She trailed off, an image of her Master shoving her aside and taking the lethal low. "I was weak. I got her killed."
Obi-Wan frowned. "Siri, you can't blame yourself for..."
"You weren't there!" she snarled, "You... you didn't see how pitiful I was! She..."
Siri's hands trembled. "She pushed me aside, she was run through..."
"She died for you," he said softly, in a gentle, sad wonder, "There is nothing greater a Master can do for their Padawan then to give their life for them."
The anger, the rage, and the hate that surges forth from the memory aren't unexpected. Its the lack of a familiar spike of power, of the Dark Side, that throws her off. Leaves her floundering to the surprise ache of grief and sadness, emotions she hadn't felt for that memory in so long. It takes her completely offguard. She's left with ragged breathing, tears in her eyes, and the pain of loss so acute it was overwhelming.
"Siri?"
"No Force," she rasps, her voice shaking.
There is no Dark Side to smother those weaker, pitiful emotions.
Not even the brief light Ur Manka had given her years ago to release her pain into.
Just memory, and raw feeling.
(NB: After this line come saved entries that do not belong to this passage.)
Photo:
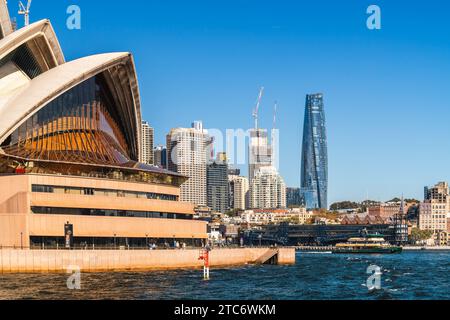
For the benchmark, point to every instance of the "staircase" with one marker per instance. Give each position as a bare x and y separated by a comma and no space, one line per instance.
269,257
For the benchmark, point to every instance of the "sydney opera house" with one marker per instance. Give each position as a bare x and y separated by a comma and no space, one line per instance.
69,151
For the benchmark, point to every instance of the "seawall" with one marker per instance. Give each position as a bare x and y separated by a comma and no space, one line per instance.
29,261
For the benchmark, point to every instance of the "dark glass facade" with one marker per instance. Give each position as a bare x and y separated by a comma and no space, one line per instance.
217,186
314,167
83,125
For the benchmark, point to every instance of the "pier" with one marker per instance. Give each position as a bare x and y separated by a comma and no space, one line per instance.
314,248
57,261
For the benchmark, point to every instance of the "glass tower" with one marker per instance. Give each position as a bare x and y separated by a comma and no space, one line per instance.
314,174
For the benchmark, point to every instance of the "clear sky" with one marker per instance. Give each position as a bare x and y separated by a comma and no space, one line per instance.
387,92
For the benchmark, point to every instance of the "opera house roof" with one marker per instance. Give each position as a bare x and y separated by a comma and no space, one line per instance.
81,117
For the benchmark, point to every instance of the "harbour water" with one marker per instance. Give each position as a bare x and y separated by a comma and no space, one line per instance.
316,276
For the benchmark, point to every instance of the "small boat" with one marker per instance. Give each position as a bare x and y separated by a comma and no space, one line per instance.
370,244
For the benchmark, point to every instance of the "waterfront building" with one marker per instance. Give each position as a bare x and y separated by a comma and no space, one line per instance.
239,192
234,172
434,210
147,137
188,151
267,189
70,142
386,210
314,166
160,157
293,198
217,184
276,216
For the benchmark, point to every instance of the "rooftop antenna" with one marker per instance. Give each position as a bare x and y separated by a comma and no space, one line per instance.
258,103
25,11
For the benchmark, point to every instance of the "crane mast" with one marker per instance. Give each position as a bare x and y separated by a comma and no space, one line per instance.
25,11
258,103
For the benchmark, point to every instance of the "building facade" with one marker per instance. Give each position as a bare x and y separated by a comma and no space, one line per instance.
267,189
297,216
314,166
147,143
260,152
293,198
188,151
217,184
70,144
434,210
239,192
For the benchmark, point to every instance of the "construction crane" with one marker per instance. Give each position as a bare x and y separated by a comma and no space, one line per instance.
275,109
258,103
25,11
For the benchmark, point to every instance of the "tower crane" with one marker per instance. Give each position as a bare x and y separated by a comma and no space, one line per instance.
258,103
25,11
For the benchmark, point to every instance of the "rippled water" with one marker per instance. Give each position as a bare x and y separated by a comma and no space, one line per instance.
411,275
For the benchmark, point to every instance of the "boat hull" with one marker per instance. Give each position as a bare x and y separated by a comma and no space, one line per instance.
390,250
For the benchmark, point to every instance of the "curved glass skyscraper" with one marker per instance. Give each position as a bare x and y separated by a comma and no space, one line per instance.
314,175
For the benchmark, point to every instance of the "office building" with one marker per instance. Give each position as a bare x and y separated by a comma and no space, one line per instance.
314,165
267,189
239,192
293,198
147,143
434,210
217,184
260,152
188,151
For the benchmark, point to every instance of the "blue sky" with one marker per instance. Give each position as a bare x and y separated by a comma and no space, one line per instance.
387,92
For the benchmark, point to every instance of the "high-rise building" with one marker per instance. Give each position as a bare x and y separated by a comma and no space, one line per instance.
147,137
239,191
188,152
217,184
267,189
160,157
434,211
260,152
293,198
314,166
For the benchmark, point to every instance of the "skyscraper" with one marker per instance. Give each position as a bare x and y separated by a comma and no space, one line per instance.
147,143
314,167
293,198
188,152
217,184
267,189
239,190
260,151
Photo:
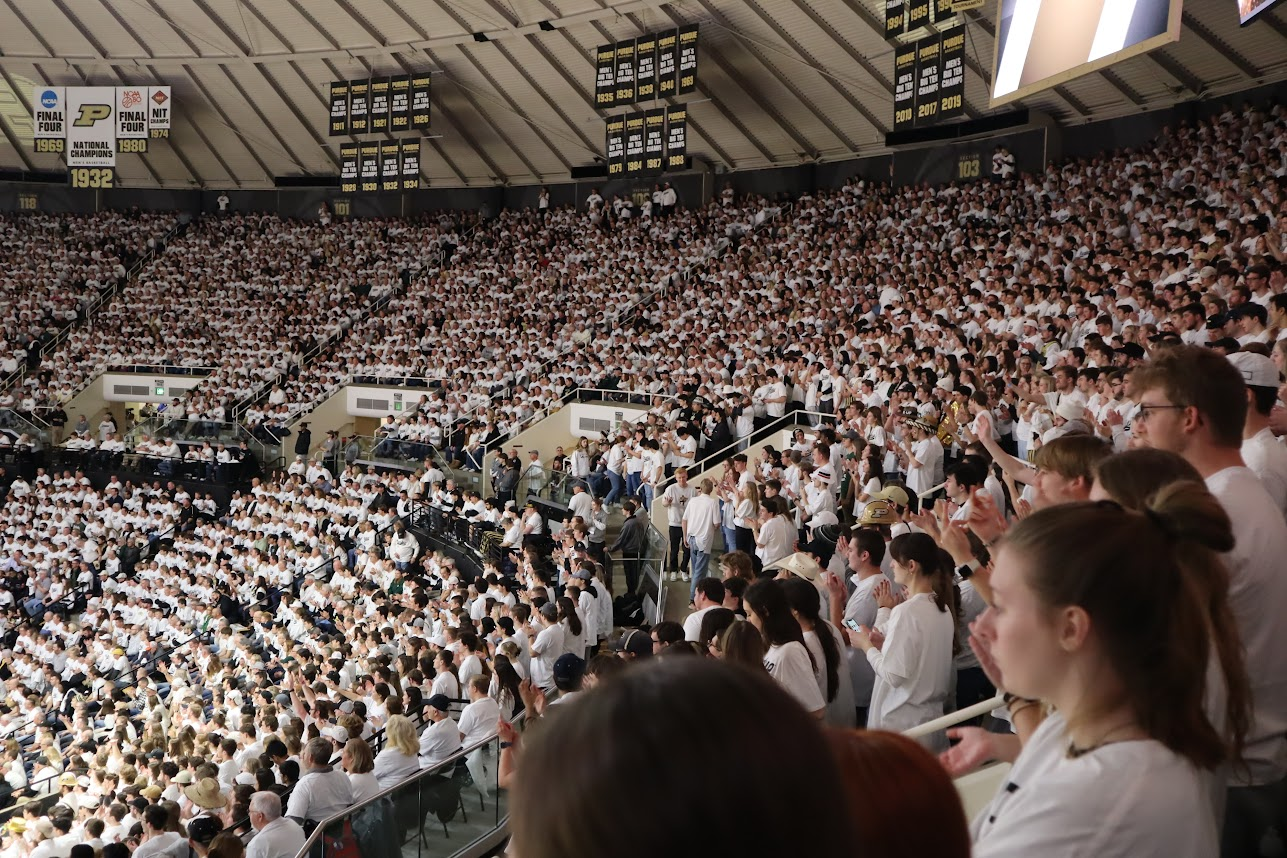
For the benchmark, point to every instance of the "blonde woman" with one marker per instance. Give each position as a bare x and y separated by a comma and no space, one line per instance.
400,757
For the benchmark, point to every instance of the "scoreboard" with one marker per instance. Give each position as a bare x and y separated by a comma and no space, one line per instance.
90,125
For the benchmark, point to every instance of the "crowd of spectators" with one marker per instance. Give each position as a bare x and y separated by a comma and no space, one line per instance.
1115,322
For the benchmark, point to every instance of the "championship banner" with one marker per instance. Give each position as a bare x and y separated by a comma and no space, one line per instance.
411,164
667,62
399,103
904,88
368,167
339,108
687,71
615,147
131,120
160,100
951,85
92,136
928,75
390,165
896,18
918,13
349,167
626,72
359,107
49,104
645,68
379,104
420,103
605,76
676,136
633,144
654,140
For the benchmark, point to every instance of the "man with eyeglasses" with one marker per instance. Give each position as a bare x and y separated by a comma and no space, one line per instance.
1193,401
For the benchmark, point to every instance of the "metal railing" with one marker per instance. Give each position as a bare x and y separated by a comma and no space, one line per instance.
412,812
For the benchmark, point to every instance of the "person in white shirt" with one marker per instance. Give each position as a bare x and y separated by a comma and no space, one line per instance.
787,659
1193,401
1261,450
911,645
676,499
276,836
400,755
700,524
322,791
1115,637
442,739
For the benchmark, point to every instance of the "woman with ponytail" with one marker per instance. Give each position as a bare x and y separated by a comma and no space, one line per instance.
826,646
1098,614
913,642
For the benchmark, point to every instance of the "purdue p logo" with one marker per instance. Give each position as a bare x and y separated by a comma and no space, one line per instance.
92,113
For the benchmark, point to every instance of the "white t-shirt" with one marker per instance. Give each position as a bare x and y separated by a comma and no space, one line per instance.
1121,800
789,664
1258,592
1268,461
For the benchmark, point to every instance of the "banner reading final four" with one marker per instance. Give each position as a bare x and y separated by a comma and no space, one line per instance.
90,126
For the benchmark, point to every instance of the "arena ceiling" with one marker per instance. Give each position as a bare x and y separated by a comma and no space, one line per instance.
780,81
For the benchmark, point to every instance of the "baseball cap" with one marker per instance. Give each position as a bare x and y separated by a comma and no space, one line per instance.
798,564
635,642
1256,369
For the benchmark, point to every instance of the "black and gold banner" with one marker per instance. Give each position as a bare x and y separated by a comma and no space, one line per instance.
359,106
605,76
645,68
379,104
411,164
420,100
615,146
368,167
339,108
676,136
667,62
349,167
687,66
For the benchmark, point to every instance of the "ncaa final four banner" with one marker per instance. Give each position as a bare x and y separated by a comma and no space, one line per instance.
605,76
615,146
420,100
339,108
379,104
160,100
399,103
645,68
131,120
676,136
349,167
667,61
49,117
411,164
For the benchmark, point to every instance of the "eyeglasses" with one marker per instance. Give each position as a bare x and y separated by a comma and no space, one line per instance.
1146,410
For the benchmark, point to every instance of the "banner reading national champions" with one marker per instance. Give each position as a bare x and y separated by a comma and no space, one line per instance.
89,125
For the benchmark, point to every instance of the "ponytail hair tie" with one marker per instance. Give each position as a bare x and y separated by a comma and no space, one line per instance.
1164,524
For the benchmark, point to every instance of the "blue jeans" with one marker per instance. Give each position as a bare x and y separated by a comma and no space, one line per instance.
700,564
618,486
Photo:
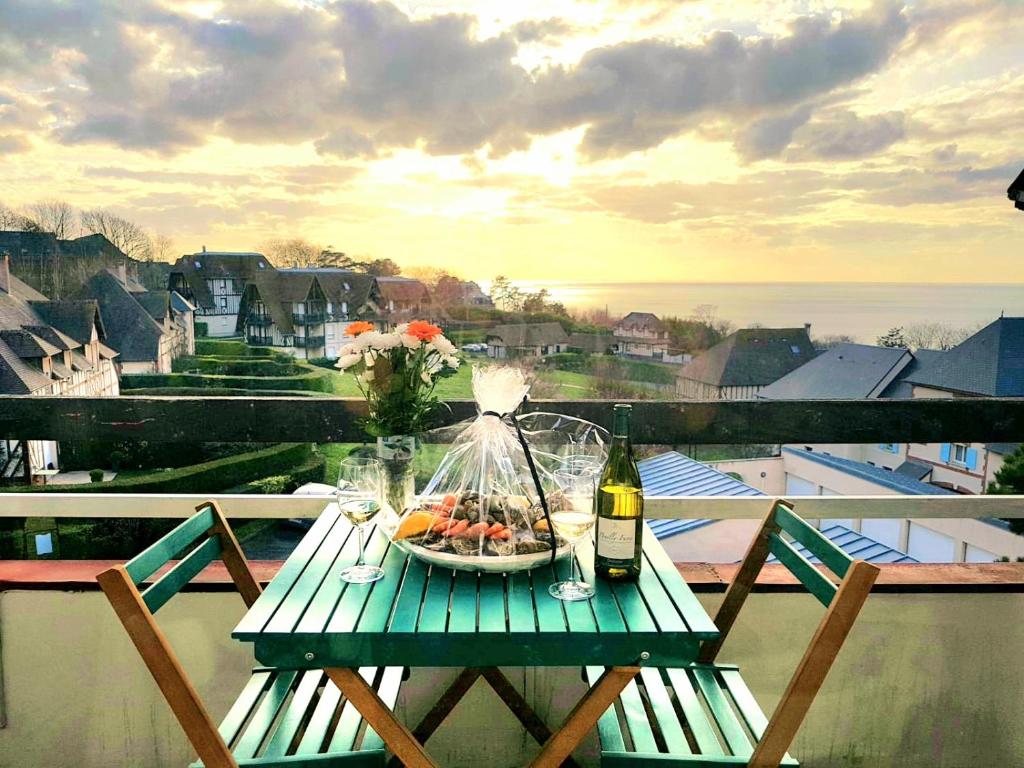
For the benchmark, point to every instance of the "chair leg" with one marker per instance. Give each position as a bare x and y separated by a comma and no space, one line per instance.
585,716
381,719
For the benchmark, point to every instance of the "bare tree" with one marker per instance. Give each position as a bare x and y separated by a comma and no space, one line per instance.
11,220
163,249
935,335
293,252
54,216
131,239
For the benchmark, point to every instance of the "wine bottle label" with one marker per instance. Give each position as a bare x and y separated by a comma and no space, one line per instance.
616,539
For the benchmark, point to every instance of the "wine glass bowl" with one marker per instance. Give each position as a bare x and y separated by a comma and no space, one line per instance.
572,521
359,491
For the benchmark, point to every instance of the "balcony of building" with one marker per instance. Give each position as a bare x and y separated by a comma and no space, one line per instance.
928,678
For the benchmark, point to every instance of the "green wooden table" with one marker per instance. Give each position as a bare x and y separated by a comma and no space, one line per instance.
420,615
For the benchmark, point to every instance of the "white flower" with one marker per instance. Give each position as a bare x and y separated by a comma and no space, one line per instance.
442,345
347,360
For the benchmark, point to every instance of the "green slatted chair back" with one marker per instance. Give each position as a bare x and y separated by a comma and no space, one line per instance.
779,530
202,539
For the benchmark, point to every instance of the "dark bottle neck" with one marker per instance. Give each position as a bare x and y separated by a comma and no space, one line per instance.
621,428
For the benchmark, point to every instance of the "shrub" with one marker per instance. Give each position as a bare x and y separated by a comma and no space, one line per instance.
237,366
208,477
220,392
231,348
309,378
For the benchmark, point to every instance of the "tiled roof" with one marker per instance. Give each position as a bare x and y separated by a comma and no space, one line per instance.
529,334
128,327
884,477
73,316
990,363
197,268
16,377
752,356
845,372
640,322
27,344
674,474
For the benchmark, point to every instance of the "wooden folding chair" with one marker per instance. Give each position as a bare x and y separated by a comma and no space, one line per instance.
294,718
704,715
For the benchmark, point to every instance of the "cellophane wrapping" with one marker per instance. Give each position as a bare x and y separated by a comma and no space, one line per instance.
481,509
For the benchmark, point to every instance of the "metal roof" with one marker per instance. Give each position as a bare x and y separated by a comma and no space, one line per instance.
887,478
856,545
675,474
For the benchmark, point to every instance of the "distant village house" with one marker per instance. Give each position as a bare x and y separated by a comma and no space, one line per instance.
526,340
743,363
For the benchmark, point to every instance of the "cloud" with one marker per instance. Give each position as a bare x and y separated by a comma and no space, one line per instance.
768,136
636,94
844,135
358,77
541,30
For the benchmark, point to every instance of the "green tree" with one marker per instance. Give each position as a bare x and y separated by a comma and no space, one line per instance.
894,339
1010,480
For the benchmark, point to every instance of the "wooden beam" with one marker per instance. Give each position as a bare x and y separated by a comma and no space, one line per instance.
654,422
381,719
952,506
584,716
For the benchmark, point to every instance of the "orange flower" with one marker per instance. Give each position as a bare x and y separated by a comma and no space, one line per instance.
423,330
359,327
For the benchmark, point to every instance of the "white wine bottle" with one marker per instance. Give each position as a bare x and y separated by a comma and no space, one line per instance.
620,508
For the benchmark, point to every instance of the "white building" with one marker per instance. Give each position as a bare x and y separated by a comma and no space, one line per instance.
214,283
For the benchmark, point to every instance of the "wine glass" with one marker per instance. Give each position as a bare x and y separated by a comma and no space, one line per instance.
360,483
572,521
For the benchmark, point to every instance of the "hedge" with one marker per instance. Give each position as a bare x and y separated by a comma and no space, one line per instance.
231,348
220,392
311,470
236,366
311,379
209,477
616,368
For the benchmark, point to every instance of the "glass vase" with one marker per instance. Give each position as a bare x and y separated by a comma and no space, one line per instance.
397,455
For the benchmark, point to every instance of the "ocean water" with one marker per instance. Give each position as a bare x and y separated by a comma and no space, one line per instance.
864,310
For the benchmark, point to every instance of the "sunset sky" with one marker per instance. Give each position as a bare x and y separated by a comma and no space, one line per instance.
599,139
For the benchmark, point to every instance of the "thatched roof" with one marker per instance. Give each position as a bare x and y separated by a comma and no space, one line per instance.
529,334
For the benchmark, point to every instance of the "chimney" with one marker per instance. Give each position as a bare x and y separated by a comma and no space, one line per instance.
5,273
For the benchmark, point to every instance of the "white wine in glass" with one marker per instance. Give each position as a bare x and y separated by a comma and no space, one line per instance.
572,523
360,483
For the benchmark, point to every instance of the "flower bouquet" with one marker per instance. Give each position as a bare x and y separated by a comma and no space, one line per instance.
396,373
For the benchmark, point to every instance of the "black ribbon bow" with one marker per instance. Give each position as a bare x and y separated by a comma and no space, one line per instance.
511,419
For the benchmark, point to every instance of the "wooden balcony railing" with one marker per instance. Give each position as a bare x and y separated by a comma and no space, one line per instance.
655,422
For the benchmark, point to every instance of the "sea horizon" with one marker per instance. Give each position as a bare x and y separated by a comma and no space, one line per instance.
863,310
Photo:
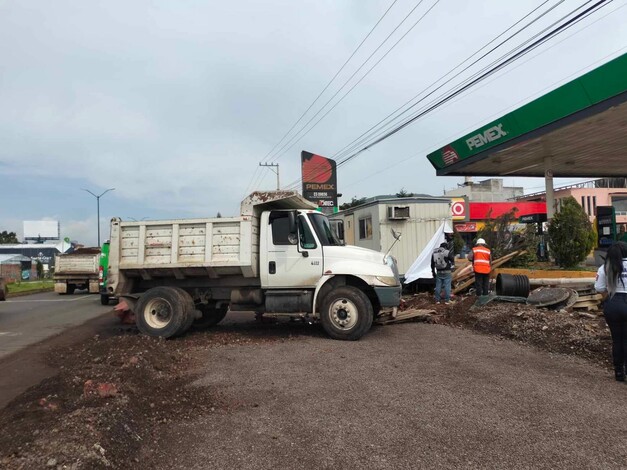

How... how did Force Nulls deal with this? She curled a little, bringing her knees up to her chest and wrapping her arms around them. "I need the Dark... I don't want to feel this..."
Obi-Wan laid a hesitant hand on her shoulder. "Siri... have you never grieved for her?"
"Once," she whispered, "When I was with Master Ur Manka. But... I had other things to struggle with than an old memory."
"I don't understand," he said, "How could you not feel that for so long? Not release it..."
"The Dark Side," she snarled, "Does not release emotions! It uses them, and it especially keeps such weak emotions at bay! Grief, sadness, such sensations have no use to a Sith except to use against others."
Obi-Wan's hand fled her shoulder, and it was like a sudden patch of cold where it had been. "It... suppresses them?"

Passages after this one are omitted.